Last Modified: Sep 13, 2023
Affected Product(s):
BIG-IP LTM
Known Affected Versions:
12.0.0, 12.0.0 HF1, 12.1.0 HF1, 12.0.0 HF2, 12.1.0 HF2, 12.1.1 HF1, 12.1.1 HF2, 12.1.2 HF1, 12.1.2 HF2
Fixed In:
12.1.0, 12.0.0 HF3
Opened: Oct 08, 2015 Severity: 3-Major Related Article:
K31840725
SSL performs cipher selection and ALPN protocol selection independently. It is possible that SSL picks a cipher that is not compatible with HTTP/2. This causes an issue where either the client or the BIGIP will refuse a newly established HTTP/2 connection with error INSUFFICIENT_SECURITY.
Client or the BIG-IP system refuses a newly established HTTP/2 connection with error INSUFFICIENT_SECURITY.

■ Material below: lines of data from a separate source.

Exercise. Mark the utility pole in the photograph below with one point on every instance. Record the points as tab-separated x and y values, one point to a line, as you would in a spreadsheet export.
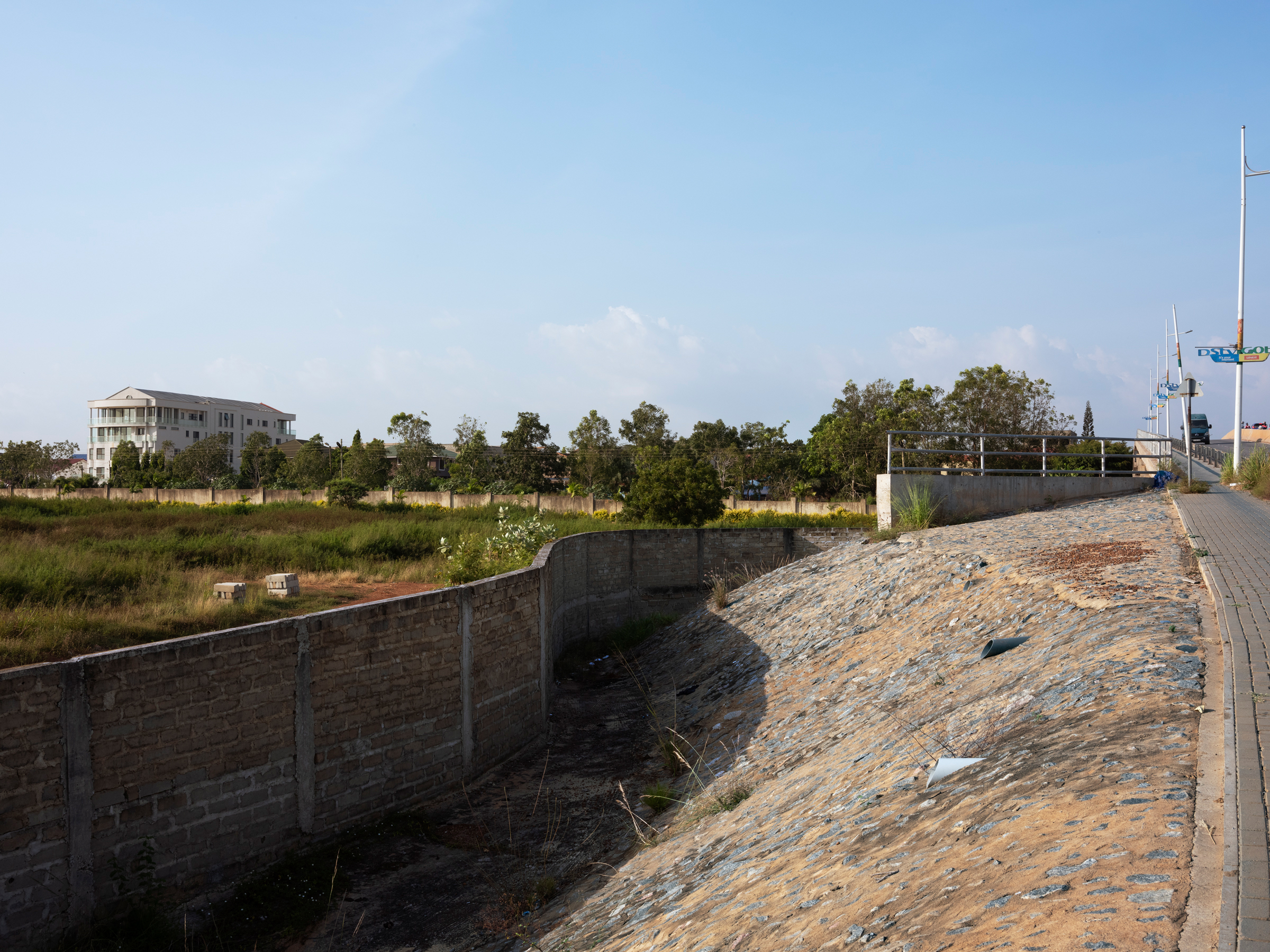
1182	386
1169	379
1245	175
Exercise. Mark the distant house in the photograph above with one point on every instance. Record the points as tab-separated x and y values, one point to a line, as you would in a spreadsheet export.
150	418
440	462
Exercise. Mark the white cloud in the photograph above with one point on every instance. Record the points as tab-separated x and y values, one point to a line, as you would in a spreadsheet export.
640	351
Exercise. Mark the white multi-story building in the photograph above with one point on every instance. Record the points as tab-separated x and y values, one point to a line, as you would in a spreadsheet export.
150	418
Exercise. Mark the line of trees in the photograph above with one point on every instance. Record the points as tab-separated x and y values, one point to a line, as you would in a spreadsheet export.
645	461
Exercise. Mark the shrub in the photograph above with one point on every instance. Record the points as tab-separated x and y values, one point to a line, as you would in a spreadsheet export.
658	797
1254	468
344	493
678	492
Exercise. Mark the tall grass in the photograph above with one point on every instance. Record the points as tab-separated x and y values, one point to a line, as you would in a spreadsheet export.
765	518
915	506
80	575
1255	468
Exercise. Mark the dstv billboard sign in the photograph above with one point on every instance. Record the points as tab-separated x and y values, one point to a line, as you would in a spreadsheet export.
1230	354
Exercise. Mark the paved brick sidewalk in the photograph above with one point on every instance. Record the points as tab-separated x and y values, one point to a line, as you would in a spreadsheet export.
1235	530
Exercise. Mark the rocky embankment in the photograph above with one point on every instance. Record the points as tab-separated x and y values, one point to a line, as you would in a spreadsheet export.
829	689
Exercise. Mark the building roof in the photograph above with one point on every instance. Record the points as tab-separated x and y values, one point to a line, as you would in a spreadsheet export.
195	399
442	452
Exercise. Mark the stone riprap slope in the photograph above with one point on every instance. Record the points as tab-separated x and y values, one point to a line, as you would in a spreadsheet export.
831	686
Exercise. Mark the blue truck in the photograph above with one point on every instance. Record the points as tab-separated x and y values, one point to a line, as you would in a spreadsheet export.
1199	428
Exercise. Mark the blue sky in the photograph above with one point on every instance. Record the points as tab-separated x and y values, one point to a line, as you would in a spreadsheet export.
728	210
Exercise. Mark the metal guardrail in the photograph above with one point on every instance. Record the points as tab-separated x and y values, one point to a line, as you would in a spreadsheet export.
1201	451
1045	452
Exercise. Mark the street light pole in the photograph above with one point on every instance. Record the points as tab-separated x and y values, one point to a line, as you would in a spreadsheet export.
1245	175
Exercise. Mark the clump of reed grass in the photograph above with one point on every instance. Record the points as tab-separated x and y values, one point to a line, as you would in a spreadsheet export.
915	506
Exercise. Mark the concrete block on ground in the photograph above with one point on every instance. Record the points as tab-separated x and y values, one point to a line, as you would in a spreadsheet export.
283	585
230	591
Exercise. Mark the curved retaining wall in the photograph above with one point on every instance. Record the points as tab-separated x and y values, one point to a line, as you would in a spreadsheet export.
232	748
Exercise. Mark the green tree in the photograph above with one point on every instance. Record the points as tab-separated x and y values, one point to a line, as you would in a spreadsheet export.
770	459
716	443
848	448
126	465
592	451
366	462
996	400
647	427
312	466
256	457
205	461
681	492
344	492
414	452
32	461
529	456
473	466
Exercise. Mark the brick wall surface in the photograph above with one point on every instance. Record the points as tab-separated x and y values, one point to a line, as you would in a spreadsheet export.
386	706
192	746
33	852
230	748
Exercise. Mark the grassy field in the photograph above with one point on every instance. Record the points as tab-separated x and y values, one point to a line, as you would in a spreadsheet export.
94	574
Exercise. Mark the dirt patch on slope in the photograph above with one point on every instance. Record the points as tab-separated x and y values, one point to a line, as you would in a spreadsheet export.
1074	832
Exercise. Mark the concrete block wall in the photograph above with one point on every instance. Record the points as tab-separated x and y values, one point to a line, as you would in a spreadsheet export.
230	748
451	500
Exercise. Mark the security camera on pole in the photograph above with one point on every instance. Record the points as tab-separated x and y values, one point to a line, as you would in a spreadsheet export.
1189	389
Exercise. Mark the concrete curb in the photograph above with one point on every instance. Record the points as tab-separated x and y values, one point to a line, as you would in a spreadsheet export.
1229	918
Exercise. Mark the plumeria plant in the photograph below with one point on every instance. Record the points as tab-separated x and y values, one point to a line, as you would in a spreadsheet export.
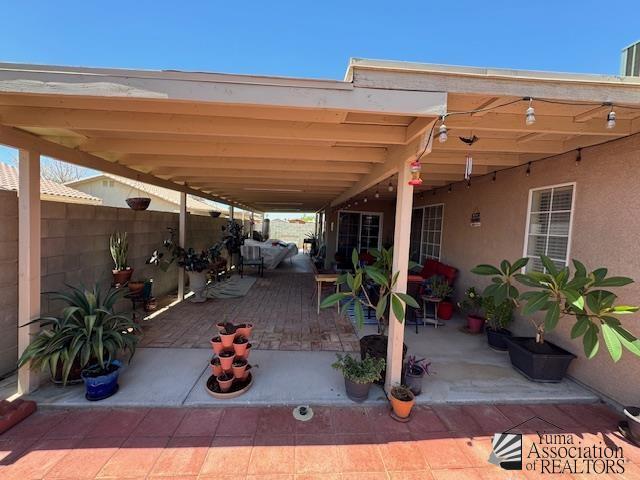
379	275
557	293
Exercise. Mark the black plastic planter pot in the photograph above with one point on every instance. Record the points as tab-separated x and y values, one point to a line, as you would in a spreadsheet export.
497	339
549	364
358	392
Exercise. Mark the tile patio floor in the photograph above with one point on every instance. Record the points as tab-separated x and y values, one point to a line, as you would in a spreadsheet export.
441	443
281	305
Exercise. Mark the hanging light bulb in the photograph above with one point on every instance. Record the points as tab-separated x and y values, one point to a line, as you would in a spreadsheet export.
611	119
442	132
530	114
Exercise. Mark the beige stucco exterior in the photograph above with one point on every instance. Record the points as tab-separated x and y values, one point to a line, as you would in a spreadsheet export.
606	228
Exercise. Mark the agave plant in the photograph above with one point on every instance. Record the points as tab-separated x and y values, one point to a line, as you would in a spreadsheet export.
556	294
380	275
87	332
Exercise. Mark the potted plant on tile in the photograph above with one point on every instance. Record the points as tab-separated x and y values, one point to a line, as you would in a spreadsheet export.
498	319
554	294
471	304
415	370
402	401
359	375
358	289
119	248
87	335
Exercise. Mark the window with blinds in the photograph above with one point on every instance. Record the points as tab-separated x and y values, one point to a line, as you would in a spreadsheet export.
549	225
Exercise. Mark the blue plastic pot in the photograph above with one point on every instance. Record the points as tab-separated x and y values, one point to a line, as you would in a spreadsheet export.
99	388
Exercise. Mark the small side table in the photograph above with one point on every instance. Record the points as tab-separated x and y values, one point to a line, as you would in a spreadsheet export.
433	320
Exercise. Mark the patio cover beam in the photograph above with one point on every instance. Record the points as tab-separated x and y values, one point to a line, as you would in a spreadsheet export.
24	140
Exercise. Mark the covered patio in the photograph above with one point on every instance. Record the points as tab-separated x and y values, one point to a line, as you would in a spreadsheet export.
273	144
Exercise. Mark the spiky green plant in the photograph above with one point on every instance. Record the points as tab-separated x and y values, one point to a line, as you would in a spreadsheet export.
86	332
119	247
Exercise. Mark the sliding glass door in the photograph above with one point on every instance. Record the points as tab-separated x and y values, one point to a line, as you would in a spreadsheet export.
359	230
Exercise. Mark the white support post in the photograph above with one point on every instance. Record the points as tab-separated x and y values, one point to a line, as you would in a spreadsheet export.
404	203
28	260
182	240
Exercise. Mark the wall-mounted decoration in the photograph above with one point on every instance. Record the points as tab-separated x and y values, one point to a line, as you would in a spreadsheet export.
475	218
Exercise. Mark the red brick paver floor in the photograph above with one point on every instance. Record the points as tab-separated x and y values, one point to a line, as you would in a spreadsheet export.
281	305
439	443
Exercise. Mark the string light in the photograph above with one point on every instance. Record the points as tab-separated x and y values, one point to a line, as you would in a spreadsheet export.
530	114
611	119
442	132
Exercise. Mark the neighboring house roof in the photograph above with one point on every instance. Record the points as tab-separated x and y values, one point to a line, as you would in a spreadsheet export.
49	190
171	196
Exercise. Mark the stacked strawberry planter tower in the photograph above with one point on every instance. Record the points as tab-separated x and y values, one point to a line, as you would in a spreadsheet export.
230	368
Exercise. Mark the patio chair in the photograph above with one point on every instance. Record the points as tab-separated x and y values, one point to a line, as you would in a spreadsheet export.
251	255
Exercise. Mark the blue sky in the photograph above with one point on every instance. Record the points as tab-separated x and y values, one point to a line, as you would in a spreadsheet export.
316	39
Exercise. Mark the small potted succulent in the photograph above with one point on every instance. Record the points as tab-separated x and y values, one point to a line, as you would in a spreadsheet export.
402	401
498	319
472	306
414	373
119	248
359	375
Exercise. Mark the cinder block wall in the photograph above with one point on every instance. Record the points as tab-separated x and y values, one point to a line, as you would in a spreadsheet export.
75	250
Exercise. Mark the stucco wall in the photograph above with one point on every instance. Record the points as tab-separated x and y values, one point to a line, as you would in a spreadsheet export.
75	250
606	228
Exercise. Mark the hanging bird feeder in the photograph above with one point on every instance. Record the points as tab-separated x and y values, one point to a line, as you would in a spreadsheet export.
415	167
137	203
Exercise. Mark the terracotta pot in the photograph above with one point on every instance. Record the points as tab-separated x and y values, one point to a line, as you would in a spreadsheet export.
445	310
402	408
216	367
216	344
238	371
225	384
240	348
227	361
245	330
475	323
120	277
135	287
227	339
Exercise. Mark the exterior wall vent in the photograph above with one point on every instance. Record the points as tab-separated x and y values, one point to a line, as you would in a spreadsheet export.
630	62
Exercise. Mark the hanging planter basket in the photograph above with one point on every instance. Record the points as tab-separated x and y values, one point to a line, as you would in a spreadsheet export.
138	203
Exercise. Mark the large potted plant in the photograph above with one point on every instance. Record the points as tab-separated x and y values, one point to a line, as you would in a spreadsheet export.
556	294
378	278
359	375
472	304
498	318
119	248
86	335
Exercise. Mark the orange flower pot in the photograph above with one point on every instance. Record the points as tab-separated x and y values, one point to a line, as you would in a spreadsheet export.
225	381
216	344
226	359
227	339
402	408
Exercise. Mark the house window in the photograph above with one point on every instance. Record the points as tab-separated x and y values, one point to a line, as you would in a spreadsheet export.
549	225
426	233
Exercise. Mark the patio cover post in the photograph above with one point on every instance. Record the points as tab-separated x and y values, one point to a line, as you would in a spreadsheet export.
28	259
182	240
404	204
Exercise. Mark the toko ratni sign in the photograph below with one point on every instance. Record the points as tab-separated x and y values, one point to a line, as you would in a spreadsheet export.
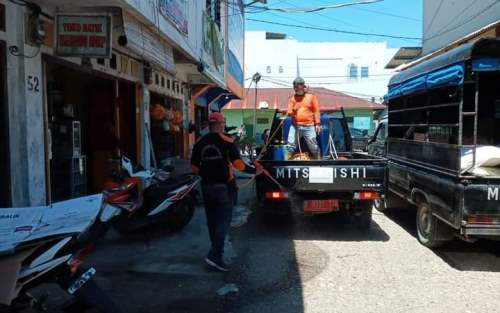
83	36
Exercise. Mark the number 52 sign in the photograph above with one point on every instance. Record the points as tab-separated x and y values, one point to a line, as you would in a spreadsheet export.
33	83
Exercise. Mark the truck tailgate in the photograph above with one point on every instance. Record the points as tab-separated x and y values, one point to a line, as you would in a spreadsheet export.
327	175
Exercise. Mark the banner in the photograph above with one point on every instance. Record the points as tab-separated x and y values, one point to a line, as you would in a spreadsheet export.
176	12
213	42
83	36
235	39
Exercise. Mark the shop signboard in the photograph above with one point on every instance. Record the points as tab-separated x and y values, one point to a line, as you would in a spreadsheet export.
361	122
83	36
176	12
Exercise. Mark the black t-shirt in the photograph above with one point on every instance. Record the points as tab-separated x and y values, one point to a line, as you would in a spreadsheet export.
214	155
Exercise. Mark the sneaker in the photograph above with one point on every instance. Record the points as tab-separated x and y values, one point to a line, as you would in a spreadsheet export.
218	264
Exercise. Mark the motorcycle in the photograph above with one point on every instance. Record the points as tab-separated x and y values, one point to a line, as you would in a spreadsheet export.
57	257
166	201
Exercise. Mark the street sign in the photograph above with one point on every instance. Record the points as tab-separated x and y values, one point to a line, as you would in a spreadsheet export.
83	36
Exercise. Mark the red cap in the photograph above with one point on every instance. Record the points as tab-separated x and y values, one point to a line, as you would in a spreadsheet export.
216	117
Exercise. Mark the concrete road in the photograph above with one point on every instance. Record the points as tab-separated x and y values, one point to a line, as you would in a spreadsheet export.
301	264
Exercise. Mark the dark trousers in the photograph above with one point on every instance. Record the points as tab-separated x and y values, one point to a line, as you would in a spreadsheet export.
219	210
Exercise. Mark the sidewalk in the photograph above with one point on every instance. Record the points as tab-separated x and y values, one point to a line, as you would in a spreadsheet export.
161	272
168	273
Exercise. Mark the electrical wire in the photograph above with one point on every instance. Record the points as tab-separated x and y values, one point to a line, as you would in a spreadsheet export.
333	30
339	94
463	22
319	8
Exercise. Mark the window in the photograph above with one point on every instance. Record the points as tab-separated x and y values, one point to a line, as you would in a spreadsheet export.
353	71
213	7
365	72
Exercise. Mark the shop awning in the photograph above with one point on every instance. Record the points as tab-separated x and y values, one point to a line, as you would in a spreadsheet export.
215	98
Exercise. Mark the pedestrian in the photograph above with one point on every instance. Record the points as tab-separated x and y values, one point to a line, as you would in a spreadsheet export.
303	108
213	157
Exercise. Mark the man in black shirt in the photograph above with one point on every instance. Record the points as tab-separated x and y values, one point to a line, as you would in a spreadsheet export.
213	158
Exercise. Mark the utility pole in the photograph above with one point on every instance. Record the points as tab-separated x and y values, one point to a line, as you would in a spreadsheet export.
256	78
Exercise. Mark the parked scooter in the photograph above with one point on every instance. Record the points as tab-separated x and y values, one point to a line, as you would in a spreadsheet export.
166	201
55	257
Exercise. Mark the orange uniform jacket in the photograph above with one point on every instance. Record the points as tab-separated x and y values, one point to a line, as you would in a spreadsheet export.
304	110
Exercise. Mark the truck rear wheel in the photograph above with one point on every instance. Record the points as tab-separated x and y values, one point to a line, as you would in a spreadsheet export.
431	232
363	217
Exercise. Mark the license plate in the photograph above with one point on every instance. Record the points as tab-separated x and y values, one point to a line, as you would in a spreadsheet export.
80	281
321	206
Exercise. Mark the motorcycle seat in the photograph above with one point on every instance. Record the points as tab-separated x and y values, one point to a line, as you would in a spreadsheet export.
175	182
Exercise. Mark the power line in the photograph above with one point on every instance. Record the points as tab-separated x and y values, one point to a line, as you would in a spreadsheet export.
319	8
383	13
336	93
463	22
389	14
326	76
322	15
333	30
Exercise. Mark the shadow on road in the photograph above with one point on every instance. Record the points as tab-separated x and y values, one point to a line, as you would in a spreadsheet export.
335	227
267	268
483	255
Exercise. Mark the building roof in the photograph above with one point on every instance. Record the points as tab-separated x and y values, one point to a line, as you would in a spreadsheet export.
404	55
277	98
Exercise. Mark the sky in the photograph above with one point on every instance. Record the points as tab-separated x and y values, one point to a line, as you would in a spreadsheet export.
391	17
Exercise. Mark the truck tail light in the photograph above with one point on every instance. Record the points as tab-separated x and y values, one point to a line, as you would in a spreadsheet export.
277	195
366	195
480	219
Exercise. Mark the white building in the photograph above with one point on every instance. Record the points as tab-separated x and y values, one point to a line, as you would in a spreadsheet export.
78	80
446	22
355	68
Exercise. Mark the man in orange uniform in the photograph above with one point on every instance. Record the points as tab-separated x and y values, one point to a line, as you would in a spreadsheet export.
303	107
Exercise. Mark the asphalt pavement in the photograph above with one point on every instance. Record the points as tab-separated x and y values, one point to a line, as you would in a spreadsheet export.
297	265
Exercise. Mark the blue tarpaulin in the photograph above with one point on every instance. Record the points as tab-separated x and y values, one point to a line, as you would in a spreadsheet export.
413	85
448	76
486	64
452	75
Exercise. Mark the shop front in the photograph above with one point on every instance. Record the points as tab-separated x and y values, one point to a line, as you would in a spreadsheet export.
167	131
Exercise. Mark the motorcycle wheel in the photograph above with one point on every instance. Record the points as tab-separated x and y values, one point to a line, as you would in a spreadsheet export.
89	298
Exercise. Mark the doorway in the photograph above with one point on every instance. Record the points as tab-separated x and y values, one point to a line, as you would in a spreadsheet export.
88	128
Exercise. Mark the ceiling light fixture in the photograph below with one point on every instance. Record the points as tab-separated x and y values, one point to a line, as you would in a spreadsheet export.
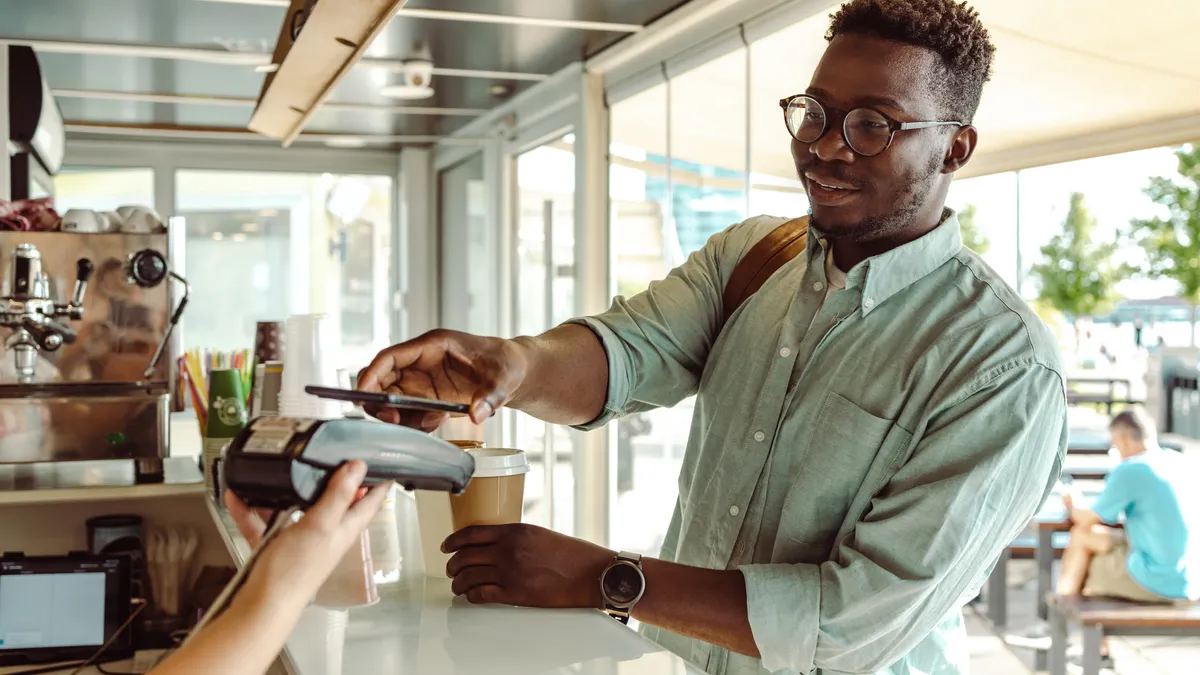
346	142
417	73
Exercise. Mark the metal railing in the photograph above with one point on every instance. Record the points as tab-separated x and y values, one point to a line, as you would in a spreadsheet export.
1183	402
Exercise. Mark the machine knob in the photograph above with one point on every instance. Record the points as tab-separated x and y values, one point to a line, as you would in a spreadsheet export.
49	336
83	270
147	268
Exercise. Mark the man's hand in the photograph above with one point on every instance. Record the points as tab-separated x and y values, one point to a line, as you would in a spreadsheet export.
483	372
526	566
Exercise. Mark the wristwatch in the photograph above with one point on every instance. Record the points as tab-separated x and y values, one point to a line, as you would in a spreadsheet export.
622	585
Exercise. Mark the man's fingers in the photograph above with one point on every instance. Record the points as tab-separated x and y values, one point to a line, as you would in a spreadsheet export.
383	370
472	556
473	578
339	494
473	536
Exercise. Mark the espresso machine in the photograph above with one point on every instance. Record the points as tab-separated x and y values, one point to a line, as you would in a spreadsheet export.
88	375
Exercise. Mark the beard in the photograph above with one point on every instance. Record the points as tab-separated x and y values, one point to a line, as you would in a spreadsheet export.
917	184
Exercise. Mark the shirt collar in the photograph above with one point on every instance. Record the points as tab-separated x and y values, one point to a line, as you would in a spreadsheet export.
887	274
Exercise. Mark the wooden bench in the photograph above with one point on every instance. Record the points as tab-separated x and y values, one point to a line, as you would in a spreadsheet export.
1107	401
1023	548
1101	617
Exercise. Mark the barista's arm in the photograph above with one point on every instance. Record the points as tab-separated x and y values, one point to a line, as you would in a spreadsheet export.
244	640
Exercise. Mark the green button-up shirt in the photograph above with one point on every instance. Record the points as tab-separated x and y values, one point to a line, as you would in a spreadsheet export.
863	459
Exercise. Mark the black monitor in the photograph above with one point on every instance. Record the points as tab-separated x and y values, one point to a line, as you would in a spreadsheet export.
63	608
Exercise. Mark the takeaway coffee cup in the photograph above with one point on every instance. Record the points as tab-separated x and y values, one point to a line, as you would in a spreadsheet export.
496	490
436	523
493	497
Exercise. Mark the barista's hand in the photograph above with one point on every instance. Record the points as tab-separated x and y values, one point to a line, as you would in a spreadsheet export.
526	566
304	554
483	372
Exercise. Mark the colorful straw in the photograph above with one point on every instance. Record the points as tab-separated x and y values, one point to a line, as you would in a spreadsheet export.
195	368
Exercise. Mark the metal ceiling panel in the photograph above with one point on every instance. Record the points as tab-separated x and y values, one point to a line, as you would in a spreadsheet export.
472	45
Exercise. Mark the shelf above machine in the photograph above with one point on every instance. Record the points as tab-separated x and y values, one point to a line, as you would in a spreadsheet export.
95	482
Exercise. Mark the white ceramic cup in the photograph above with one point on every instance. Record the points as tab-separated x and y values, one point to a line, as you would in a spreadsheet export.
139	220
82	220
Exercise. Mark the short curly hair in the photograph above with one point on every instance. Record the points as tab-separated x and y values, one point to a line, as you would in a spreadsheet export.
948	28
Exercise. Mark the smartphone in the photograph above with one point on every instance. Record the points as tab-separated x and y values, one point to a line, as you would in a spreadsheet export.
387	400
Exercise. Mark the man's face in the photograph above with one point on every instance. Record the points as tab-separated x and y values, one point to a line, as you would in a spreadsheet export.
1123	441
874	197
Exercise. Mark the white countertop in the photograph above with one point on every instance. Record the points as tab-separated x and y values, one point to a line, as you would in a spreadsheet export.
418	627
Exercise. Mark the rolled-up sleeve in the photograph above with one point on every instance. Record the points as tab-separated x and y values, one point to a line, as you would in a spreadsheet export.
658	341
972	483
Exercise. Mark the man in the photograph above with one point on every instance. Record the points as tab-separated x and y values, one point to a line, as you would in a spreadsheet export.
1155	560
871	426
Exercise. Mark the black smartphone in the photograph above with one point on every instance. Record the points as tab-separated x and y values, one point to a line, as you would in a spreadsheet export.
387	400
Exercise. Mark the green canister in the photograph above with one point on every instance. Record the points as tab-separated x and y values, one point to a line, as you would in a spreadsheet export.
227	418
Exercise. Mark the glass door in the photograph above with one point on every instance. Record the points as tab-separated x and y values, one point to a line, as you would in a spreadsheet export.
469	250
264	245
545	297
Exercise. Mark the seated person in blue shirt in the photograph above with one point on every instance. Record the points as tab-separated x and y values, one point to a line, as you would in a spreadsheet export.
1156	559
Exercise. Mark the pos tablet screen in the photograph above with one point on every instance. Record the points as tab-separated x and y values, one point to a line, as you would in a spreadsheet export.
63	608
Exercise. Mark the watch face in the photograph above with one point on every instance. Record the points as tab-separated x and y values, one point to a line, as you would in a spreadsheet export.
623	584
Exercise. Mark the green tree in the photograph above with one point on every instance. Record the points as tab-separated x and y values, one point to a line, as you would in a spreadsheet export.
1173	243
1078	275
972	238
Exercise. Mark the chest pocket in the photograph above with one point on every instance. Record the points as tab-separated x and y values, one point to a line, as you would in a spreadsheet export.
850	452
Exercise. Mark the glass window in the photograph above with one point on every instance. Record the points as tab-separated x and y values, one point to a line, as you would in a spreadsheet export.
649	446
545	297
262	246
1114	193
708	149
987	208
102	189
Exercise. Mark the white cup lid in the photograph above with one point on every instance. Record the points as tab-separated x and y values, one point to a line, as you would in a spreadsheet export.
495	463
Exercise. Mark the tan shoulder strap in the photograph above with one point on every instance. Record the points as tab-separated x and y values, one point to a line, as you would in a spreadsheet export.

SSL picks a cipher that is not compatible with HTTP/2, but picks HTTP/2 (h2) as the next protocol.
Make sure HTTP/2 ciphers always come before non HTTP/2 ciphers. This is not the case with the DEFAULT cipher string. HTTP/2 requires TLS 1.2 (or above) Ephemeral keys (EDH/RSA, ECDHE_ECDSA, ECDHE_RSA, DHE/DSS) GCM (AES-GCM).
In this release, HTTP/2 ciphers always come before non HTTP/2 ciphers, at the top of the list, so they always in sync and do not result in connection errors.